Essa paz não será efêmera se estivermos unidos pelo laço da fé no prosseguimento das normas que nos são regras de ação, que nos permitem a unificação e a sua disseminação.
Não pode haver reconciliação, se não houver estrita obediência às nossas normas eclesiais; não pode haver reconciliação se não houver fidelidade aos nossos ideais que geram inevitavelmente a confiança e a consecução da amizade entre nós, portanto de nossa Comunhão eclesial, imprescindível para o fortalecimento de nossa ICAB, por conseguinte o fortalecimento de cada um de nós como agentes efetivos da Reconciliação franca, constituída de um firme propósito e assumida na sua integridade.
São Carlos do Brasil em 28 de agosto de 1954, no Rio de Janeiro, nos dá um exemplo magnífico de Reconciliação, quando perseguido e preso no governo de Getúlio Vargas, foi chamado a celebrar a missa de corpo presente do presidente, porque a Católica Romana recusou-se a celebrar, pois se tratava de um suicida. Vejam o gesto de incondicional reconciliação que o nosso Mestre e Guia manifestou. Atitude corajosa, humilde e exemplo para todos os seus filhos icabenses, quando declarou:
“Separado da Igreja romana, à qual servi com toda dedicação de minha alma, como simples sacerdote e como bispo, daqui lanço um apelo, aos meus irmãos de episcopado, para que abram de par em par as portas de suas Catedrais e Majestosos Templos, para que o povo acorra e deposite na ara santa sua prece quente, pela amizade, e fervorosa, pelo seu espírito religioso, em sufrágio da alma do saudoso Presidente, que soube perdoar seus inimigos e sentir não ter feito tudo quanto desejava pelos humildes, deixando à sua família e a Pátria um pedestal firme, onde poderá ser construído o Templo Divino do espírito de Compreensão da Humanidade, sendo, em sua porta, gravadas estas palavras do divino Mestre: “AMAI-VOS UNS AOS OUTROS E NÃO FAÇAIS AO VOSSO PRÓXIMO AQUILO QUE NÃO QUEREIS QUE SE VOS FAÇA”.

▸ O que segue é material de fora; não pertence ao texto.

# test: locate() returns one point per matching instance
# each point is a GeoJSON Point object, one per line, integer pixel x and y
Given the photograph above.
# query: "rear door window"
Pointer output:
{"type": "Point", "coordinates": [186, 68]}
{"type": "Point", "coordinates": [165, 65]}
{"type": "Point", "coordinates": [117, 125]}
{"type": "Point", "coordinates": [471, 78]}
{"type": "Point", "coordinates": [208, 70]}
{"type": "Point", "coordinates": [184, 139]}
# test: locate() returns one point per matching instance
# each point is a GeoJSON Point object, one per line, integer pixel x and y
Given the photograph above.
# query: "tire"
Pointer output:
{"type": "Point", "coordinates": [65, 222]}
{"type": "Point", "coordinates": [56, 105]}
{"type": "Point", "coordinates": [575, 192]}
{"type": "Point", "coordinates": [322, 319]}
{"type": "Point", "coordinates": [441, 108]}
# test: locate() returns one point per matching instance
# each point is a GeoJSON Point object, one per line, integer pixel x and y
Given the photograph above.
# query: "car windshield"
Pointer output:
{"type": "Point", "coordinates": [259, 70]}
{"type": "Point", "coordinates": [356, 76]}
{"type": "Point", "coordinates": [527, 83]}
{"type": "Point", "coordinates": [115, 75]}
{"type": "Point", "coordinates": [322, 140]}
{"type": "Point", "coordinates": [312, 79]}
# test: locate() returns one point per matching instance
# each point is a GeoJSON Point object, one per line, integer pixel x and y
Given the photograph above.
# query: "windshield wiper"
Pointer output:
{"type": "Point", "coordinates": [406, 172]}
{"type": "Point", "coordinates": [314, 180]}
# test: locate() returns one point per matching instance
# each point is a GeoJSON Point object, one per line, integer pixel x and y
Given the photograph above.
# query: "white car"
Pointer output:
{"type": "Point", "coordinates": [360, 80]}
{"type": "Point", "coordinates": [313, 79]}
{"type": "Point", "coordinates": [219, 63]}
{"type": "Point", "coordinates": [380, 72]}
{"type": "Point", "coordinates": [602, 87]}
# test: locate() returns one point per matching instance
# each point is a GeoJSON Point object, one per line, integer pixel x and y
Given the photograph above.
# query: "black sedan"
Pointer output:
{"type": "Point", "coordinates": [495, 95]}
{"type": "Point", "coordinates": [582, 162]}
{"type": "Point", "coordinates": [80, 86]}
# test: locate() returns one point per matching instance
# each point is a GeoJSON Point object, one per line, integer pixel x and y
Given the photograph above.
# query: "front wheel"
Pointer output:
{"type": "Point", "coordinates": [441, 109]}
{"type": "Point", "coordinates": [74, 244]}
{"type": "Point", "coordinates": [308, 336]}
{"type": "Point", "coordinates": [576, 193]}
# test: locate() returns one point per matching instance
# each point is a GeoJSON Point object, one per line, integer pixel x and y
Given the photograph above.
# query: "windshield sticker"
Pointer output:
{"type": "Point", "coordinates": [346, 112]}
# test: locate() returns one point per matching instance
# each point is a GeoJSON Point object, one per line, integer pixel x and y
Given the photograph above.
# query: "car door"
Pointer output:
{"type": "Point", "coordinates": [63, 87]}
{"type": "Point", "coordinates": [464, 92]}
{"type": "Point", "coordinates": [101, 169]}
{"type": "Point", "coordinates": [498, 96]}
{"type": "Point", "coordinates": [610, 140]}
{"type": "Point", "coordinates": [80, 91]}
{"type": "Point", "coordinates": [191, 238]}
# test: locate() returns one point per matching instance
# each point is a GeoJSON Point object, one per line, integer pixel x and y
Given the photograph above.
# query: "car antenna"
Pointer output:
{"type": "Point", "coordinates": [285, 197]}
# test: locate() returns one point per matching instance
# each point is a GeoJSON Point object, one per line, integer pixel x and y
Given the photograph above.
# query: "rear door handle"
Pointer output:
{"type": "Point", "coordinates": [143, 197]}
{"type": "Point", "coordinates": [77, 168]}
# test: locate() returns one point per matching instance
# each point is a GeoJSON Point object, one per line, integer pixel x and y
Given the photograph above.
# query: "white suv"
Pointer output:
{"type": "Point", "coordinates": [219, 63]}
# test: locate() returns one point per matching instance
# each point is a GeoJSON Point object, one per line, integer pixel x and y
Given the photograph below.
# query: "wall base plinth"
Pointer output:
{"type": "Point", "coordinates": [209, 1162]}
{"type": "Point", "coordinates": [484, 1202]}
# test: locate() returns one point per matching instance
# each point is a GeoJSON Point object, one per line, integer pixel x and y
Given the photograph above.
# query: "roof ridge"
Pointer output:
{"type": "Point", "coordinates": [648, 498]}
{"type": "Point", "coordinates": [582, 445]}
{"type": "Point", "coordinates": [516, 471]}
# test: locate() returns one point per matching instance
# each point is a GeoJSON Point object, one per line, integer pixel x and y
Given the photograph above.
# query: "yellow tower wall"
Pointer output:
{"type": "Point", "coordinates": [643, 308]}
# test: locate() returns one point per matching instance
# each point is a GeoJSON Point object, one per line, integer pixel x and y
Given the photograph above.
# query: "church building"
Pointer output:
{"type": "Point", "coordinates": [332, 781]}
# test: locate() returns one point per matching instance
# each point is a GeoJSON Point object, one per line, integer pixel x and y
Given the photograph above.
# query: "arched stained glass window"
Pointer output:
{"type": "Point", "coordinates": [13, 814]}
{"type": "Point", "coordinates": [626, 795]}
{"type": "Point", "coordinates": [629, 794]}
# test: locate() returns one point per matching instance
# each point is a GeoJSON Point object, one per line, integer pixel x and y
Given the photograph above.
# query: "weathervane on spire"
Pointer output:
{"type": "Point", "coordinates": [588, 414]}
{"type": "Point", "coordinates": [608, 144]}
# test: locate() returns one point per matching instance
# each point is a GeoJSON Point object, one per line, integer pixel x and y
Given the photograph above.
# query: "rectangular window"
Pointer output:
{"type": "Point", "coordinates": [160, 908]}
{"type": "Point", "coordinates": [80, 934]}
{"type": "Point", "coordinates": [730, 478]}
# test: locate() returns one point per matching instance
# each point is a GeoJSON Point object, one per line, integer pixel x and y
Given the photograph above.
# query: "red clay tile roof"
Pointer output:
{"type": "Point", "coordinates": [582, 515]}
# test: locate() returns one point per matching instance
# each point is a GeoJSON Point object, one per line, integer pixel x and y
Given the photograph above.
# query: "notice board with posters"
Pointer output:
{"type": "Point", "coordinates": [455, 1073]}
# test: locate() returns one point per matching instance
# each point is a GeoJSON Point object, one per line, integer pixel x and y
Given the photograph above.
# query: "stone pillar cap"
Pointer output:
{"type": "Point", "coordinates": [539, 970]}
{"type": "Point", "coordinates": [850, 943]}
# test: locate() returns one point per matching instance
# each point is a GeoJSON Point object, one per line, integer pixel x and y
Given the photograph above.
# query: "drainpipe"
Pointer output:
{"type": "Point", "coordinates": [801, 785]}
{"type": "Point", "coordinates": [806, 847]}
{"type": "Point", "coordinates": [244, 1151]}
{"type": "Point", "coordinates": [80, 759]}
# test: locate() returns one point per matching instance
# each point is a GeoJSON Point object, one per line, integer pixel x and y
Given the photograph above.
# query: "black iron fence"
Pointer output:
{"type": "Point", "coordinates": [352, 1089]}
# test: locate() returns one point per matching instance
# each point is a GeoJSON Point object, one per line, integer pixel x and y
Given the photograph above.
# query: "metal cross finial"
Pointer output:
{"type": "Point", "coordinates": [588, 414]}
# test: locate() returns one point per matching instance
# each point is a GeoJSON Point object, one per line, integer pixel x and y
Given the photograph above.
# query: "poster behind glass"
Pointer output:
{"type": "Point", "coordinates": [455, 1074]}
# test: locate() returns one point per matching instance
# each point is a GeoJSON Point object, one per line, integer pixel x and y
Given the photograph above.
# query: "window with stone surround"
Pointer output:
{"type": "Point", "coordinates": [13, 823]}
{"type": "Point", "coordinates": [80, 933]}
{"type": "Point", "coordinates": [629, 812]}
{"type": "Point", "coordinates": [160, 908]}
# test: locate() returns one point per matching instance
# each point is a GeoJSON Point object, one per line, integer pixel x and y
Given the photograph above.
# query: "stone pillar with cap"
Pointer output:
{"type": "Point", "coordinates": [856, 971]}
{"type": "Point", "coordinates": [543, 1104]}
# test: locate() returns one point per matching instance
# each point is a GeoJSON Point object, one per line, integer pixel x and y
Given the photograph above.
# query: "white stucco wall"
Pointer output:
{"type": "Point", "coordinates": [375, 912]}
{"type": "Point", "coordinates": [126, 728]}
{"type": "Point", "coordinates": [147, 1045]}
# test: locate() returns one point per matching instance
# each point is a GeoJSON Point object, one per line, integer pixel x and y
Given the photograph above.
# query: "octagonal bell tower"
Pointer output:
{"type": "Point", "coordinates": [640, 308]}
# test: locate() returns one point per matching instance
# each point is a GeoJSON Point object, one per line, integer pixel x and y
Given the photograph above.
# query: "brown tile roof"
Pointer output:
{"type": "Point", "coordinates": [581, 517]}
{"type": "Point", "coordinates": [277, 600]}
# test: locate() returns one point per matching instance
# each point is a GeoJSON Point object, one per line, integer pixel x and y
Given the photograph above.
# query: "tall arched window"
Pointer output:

Reconcilie-mo-nos, portanto, com Cristo e em Cristo no caminho do carlismo, sempre, sempre e sempre.

Seja louvado N.S. Jesus Cristo!

Para sempre seja louvado!

Pe. Sergio Nunes

Palmas – To, 06/03/2011
BIBLIOGRAFIA
1. Duarte Costa, Carlos, A Luta, Revista nº 20, Rio de Janeiro, 1954.

2. Ratzinger, Joseph, O Sal da Terra, Imago, Rio de Janeiro, 1997.

3. Compêndio do Vaticano II, 7ª edição, Vozes, Petrópolis, Rio de Janeiro, 1973.

4. Bauer, Dicionário de Teologia bíblica, vol. 2, Ed. Loyola, São Paulo, 1973.

5. Ética: Pessoa e Sociedade, Documentos da CNBB, Paulinas, 1993.